Howard’s End is on the Landing by Susan Hill

The ultimate comfort read: as Susan Hill browses among the books on her shelves, she reflects on reading and the authors she has met.

A short, cosy, easy-read for booklovers.

In this warm and gentle love-letter to reading, Susan Hill spends a year rediscovering the books on her shelves, instead of buying new ones. Old favourites are found. Notes and letters and receipts slip from pages, prompting memories. It rains, and she sinks into enormous volumes.

Along the way, she reflects on fonts, book titles, short stories, marginalia, and slow reading. She shares anecdotes of authors she has met: Edith Sitwell, Roald Dahl, Bruce Chatwin, and Alan Clark, among others. But most of all, she revels in the books themselves, holding favourite writers up to the light and admiring how they shine: Barbara Pym, Dickens, Auden, Penelope Fitzgerald, Virginia Woolf, W.G. Sebald, Elizabeth Bowen . . . It’s a largely British stable.

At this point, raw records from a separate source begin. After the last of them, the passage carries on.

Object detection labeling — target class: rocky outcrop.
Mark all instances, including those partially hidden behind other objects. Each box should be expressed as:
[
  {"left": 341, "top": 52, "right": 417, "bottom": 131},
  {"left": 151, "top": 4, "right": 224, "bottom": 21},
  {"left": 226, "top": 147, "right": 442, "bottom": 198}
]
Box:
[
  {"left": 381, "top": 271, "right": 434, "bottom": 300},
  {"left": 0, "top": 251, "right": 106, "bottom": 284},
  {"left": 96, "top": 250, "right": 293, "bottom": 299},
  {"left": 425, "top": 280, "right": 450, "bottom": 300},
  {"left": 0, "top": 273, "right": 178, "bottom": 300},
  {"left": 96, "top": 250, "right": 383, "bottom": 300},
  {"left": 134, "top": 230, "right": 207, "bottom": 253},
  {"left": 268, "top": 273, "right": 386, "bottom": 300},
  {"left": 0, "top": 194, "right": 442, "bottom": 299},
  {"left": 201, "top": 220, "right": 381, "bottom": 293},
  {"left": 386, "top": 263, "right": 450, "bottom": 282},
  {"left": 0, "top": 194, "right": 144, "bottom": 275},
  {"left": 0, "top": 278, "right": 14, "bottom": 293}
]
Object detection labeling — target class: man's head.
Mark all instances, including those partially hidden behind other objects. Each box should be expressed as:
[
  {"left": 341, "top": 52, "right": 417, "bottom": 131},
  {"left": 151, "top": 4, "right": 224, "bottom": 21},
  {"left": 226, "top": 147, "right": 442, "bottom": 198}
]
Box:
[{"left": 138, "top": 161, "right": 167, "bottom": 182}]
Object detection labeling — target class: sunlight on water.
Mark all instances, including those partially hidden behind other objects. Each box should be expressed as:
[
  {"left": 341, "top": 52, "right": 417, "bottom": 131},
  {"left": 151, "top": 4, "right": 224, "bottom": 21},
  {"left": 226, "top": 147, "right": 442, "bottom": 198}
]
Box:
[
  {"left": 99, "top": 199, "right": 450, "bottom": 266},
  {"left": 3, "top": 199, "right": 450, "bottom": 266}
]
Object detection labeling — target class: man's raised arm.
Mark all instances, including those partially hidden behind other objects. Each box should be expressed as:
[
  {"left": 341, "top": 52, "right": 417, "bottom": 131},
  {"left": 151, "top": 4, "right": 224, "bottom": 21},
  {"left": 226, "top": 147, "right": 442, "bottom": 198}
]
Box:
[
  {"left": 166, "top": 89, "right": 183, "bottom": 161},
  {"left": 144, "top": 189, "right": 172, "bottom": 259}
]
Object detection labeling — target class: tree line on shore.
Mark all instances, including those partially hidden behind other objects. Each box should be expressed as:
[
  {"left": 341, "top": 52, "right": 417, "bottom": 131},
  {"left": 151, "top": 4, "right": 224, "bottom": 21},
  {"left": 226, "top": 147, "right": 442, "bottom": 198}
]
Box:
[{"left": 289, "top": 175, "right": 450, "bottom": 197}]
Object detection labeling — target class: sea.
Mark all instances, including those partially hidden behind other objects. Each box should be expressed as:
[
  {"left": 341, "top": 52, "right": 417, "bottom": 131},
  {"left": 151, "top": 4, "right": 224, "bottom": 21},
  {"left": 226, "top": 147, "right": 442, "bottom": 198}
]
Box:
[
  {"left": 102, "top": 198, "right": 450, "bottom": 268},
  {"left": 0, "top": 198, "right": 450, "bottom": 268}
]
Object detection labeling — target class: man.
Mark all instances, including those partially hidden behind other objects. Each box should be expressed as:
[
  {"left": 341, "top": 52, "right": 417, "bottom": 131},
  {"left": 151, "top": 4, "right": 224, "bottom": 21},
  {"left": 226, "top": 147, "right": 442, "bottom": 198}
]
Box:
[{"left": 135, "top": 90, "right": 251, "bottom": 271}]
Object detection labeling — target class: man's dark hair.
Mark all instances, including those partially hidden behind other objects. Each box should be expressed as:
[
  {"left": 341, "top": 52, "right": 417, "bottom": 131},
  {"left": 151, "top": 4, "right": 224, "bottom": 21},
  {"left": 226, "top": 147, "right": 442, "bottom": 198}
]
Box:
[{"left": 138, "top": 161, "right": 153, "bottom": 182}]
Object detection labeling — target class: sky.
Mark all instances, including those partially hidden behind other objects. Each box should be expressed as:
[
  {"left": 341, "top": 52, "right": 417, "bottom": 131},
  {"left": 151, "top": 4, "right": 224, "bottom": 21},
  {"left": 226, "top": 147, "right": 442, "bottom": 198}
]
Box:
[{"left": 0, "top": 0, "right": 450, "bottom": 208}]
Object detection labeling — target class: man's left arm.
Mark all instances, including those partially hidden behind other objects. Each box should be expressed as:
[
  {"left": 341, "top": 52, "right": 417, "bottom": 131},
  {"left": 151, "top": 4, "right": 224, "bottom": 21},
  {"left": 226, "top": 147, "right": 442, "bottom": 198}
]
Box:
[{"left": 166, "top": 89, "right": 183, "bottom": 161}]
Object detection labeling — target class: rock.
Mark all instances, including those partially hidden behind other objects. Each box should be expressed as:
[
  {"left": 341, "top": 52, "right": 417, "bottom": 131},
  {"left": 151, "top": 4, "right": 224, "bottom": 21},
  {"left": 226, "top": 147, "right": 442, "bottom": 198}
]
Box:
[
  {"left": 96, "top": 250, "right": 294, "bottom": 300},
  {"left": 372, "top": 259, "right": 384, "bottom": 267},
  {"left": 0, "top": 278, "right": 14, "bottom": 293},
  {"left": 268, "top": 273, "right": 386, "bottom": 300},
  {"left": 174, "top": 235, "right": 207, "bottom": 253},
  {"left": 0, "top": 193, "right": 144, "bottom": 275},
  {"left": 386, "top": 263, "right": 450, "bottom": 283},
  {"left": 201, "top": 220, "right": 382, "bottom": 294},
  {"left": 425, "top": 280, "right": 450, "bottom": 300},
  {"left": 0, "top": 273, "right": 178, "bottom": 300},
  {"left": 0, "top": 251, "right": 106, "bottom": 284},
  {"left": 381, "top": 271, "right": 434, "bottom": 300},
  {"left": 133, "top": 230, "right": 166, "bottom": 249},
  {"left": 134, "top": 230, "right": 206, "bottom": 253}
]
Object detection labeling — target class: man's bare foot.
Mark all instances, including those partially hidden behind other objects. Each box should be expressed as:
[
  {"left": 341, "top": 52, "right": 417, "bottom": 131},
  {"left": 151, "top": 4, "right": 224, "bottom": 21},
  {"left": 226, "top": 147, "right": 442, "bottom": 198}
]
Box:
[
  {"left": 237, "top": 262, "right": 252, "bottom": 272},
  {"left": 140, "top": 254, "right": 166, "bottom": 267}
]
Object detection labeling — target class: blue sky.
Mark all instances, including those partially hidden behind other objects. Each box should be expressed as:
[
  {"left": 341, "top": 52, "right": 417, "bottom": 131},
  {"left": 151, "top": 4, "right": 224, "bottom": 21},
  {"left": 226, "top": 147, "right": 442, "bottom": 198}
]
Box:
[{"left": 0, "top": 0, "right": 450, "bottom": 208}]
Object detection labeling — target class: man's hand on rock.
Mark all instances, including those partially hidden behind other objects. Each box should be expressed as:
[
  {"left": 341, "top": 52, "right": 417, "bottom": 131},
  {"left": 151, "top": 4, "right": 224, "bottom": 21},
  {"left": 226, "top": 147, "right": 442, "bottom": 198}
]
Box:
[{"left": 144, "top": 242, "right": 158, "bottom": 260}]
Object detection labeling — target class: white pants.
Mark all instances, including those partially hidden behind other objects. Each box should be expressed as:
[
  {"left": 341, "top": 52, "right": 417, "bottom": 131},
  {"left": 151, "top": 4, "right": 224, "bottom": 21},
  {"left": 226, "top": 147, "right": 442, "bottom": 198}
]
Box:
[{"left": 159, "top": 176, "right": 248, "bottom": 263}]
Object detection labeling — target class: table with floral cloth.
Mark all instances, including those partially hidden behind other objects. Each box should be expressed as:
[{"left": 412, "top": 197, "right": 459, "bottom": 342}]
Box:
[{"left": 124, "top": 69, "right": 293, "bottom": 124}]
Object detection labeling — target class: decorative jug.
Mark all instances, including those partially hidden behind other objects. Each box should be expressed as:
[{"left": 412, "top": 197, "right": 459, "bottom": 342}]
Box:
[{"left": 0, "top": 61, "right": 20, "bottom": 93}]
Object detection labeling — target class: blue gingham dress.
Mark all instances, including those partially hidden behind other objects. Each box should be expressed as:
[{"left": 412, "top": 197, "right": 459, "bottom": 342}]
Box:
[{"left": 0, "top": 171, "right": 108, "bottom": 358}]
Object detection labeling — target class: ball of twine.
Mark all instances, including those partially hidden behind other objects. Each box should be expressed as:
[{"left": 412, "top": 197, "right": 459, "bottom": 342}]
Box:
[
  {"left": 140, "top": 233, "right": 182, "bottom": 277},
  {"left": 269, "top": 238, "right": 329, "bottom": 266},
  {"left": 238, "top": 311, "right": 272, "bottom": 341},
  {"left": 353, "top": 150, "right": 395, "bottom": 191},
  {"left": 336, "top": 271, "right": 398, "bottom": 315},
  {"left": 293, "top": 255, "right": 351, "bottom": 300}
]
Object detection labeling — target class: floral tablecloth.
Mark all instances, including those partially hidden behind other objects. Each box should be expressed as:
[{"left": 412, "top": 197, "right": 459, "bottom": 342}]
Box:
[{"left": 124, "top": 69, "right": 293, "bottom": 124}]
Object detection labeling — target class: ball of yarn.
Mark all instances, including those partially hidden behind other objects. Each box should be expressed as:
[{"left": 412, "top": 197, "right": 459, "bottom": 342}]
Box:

Seasons pass. Blue crocuses flower in the garden. She reads on the floor in the sun, as the light crosses and fades from the room.

I have two of Susan Hill’s books at home: I’m the King of the Castle and The Various Haunts of Men. One is shelved between Colm Tóibín and Patricia Highsmith; the other between Helen MacInnes and Ernest Hemingway. I wonder what she’d think of that.

Although Susan Hill champions slow reading, I devoured Howard’s End is on the Landing in two days. It’s a cosy-blanket of a book, and has inspired me to look for a copy of Elizabeth Bowen’s The House in Paris and Penelope Fitzgerald’s The Blue Flower.